Progressives, however, should be the ones who understand what Democrats are up against. If you're a progressive, you don't trust capitalism at all. You believe it needs to be abolished or at least highly regulated, because it's too powerful and too rapacious. And yet when progressives run for office, they too hold out the hope that the fight against capitalist greed can be won effortlessly in an election or two. Vote for Bernie and we'll have nice things!

We can't have nice things because in order to have nice things we have to fight capital. And this is how capital fights -- not by sending out a rich man who looks like Gordon Gekko to say, "Give me all the nice things!," but by deploying someone more sympathetic as the alleged voice of reason.

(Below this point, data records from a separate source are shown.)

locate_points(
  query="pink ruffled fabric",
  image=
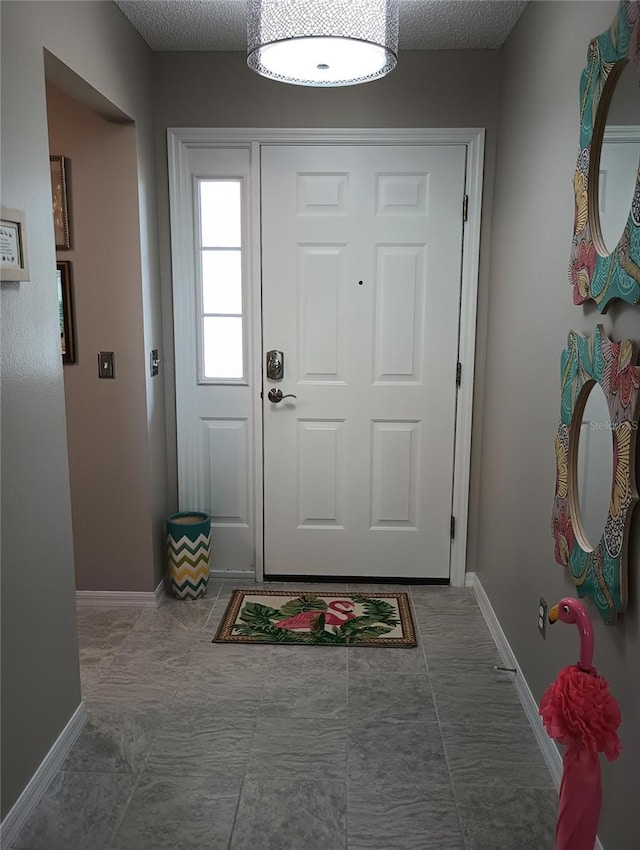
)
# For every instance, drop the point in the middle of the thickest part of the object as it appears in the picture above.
(578, 710)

Thirty years ago, I used to read William Greider writing about how fat cats would send small business men to lament the harm that a liberal bill would do to them, when the bill's real targets were actually the fat cats themselves. Want to raise the estate tax on the Kardashians? Think of the poor family farmers!

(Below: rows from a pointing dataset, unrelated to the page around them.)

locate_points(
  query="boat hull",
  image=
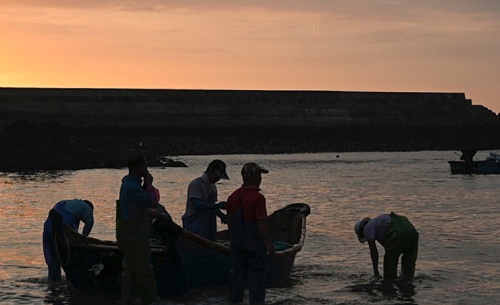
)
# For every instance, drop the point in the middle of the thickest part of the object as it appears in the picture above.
(190, 262)
(478, 167)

In this fight, they sent out Manchin, who's meant to stand in for dirt-poor West Virginians in coal country, people presumed to have the elemental values of hard work and thrift. (Don't laugh -- much of America believes that narrative.) Sinema stands in for ... um, I don't know what she stands in for. Maybe she's the kooky upstairs neighbor in a beloved sitcom. But she says that all those liberals in Washington, D.C., like that big spending, but she's a moderate, dammit, and she doesn't trust it! And more people than we'd like to believe fall for that. (At least one Arizona poll shows Sinema with higher statewide approval ratings than Arizona's other Democratic senator Mark Kelly.)

Capital knows how to run this play, which works nearly every time. Capitalism knows how to buy politicians like Manchin and Sinema so they stay bought. For capital, this is a fight to the death. And capital is on the verge of victory -- not just the death of the reconciliation bill but full Republican control of D.C. by 2025.

Old liberals with New Deal dreams should have known capital would find a doomsday weapon, but they didn't. Progressives absolutely should have known the same thing, but they didn't.

The liberals don't want to openly blame capitalists for this impasse -- they believe you can establish detente with capitalism, taking their money while curbing their greed. Progressives -- people who have no illusions about capitalism -- really should have anticipated how hard this fight would be.

Democrats of all stripes need to tap into the anti-elitist anger of Americans, which polls say is actually quite high. But that hasn't happened. Capital has tapped into Americans' anti-spending skepticism instead, while buying off just enough politicians to be on the verge of victory. And that's why we are where we are.